You will never know which subexpression is matched, if you get your
expected result. Is there any reason /(1|3)(2|4)/ is not sufficient?

              matz.

>Does the new Ruby regexp engine do this?
>
> irb(main):001:0> '1234'.scan(/(1)(2)|(3)(4)/)
> => [["1", "2", nil, nil], [nil, nil, "3", "4"]]
> irb(main):002:0>
>
>Why would all the subexpressions be listed when there is an `|` (or) used? I
>expected:
>
> => [["1", "2"], ["3", "4"]]

You will never know which subexpression is matched, if you get your
expected result. Is there any reason /(1|3)(2|4)/ is not sufficient?

This matches 14 and 32 too. /(1(?=2)|3(?=4)(2|4)/ is better but more complex and generally hard to do.

Peter

Hi Matz,

Hi,

>Does the new Ruby regexp engine do this?
>
> irb(main):001:0> '1234'.scan(/(1)(2)|(3)(4)/)
> => [["1", "2", nil, nil], [nil, nil, "3", "4"]]
> irb(main):002:0>
>
>Why would all the subexpressions be listed when there is an `|` (or) used?
> I expected:
>
> => [["1", "2"], ["3", "4"]]

You will never know which subexpression is matched, if you get your
expected result.

Actually, trying to figure out which subexpression is matched is _exactly_ my
problem. I have a dozens of regexp in the form of:

  (#{spre})(#{start})(#{spost})(.*?)(#{epre})(#{end})(#{epost})
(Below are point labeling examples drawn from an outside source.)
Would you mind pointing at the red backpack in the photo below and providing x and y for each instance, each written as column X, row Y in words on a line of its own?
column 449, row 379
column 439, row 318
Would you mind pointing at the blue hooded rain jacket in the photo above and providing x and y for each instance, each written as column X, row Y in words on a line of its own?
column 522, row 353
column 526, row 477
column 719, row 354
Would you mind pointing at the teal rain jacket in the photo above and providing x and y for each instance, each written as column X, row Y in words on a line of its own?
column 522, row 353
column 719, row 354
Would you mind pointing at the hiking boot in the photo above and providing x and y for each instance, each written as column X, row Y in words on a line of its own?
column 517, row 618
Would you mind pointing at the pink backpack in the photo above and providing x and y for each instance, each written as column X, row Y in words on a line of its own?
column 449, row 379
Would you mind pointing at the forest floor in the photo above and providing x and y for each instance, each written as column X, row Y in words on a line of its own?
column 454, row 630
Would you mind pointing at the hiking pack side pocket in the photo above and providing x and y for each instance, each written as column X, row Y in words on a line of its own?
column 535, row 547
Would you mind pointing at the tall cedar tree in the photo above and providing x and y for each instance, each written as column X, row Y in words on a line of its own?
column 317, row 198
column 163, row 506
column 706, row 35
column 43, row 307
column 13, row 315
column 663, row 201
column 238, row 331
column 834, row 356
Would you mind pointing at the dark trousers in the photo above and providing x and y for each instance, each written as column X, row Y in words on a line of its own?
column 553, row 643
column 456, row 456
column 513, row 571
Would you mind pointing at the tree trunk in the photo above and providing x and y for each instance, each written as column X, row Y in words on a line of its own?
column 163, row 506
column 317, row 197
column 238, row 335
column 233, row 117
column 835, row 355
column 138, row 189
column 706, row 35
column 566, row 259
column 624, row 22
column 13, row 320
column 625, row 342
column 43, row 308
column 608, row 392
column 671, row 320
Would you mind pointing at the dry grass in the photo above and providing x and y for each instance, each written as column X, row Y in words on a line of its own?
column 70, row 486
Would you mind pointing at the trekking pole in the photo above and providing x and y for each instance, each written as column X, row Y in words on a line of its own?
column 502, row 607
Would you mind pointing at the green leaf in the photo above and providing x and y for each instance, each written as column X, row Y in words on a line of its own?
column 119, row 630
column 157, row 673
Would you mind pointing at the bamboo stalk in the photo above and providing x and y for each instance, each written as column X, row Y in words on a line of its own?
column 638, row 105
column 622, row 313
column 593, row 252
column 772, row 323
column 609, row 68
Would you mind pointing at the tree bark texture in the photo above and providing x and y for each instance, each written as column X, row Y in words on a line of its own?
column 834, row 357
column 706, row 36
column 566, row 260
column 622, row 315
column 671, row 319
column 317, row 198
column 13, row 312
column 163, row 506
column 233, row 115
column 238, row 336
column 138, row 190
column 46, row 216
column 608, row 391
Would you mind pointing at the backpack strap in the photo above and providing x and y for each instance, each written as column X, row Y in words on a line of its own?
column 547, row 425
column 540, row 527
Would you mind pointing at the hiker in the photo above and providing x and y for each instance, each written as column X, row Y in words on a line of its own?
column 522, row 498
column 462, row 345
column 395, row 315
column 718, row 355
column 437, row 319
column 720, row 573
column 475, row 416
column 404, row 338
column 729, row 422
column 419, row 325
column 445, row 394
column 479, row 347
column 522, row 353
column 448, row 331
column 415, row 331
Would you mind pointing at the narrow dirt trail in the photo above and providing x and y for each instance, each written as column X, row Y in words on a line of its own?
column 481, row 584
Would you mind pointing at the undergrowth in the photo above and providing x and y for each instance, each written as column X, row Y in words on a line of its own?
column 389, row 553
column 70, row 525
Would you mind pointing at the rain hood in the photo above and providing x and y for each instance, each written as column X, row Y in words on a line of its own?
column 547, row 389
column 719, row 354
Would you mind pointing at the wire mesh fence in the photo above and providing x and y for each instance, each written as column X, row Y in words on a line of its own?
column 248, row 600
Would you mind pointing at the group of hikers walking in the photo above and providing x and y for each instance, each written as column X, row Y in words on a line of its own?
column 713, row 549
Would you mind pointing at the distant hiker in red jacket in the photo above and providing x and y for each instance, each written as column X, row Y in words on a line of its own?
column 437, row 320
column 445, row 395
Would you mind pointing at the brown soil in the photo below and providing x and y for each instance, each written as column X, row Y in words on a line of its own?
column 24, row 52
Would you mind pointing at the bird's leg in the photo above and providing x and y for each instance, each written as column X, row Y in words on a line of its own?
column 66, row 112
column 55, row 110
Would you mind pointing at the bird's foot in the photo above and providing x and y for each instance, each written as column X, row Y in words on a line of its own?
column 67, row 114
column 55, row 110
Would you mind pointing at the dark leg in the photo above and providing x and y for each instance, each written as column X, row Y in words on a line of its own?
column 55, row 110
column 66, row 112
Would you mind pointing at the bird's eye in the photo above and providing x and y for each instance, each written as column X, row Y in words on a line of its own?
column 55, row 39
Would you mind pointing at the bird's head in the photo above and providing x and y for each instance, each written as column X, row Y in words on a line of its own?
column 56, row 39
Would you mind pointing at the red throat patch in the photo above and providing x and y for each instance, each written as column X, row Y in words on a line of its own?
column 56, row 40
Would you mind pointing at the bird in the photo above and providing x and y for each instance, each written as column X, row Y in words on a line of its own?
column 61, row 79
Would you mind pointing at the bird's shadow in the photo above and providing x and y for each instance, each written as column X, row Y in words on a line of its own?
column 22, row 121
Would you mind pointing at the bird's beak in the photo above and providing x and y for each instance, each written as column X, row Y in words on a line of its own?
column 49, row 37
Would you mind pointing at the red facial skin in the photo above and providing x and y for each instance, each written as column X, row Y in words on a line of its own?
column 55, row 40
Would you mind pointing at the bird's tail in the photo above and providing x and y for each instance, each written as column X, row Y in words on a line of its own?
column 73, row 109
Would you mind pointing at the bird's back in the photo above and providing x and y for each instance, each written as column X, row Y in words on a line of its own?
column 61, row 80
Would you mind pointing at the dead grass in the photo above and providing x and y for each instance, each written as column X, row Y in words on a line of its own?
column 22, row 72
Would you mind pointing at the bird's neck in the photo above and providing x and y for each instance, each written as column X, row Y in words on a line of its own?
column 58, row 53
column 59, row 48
All of these are in an array (r) and strung together:
  
  re = Regexp.new( r.join('|') )

Then

  m =
  str.scan( re ) { m << $~ }

How do I know which array index (r[?]) produced the match? How does the
current behavior allow me to figure out which match?

Is there any reason /(1|3)(2|4)/ is not sufficient?

Hmm... well with a good bit of refactoring I might be able to do it this way.
Although some of my regexp's have zero-width look ahead and I suspect they
might be a problem here.

Thanks,
T.

···

On Thursday 11 November 2004 11:52 am, Yukihiro Matsumoto wrote:

In message "Re: #scan with or'd (`|`) subexpressions." > > on Thu, 11 Nov 2004 23:29:58 +0900, "trans. (T. Onoma)" <transami@runbox.com> writes:

This reminds me... when will Ruby support named subexpressions?
Oniguruma fully supports them now; but there doesn't appear to be a
way to access this in the ruby code.

thanks,
Mark

···

On Fri, 12 Nov 2004 01:52:00 +0900, Yukihiro Matsumoto <matz@ruby-lang.org> wrote:

Hi,

In message "Re: #scan with or'd (`|`) subexpressions." > on Thu, 11 Nov 2004 23:29:58 +0900, "trans. (T. Onoma)" <transami@runbox.com> writes:

>Does the new Ruby regexp engine do this?

>
> irb(main):001:0> '1234'.scan(/(1)(2)|(3)(4)/)
> => [["1", "2", nil, nil], [nil, nil, "3", "4"]]
> irb(main):002:0>
>
>Why would all the subexpressions be listed when there is an `|` (or) used? I
>expected:
>
> => [["1", "2"], ["3", "4"]]

You will never know which subexpression is matched, if you get your
expected result. Is there any reason /(1|3)(2|4)/ is not sufficient?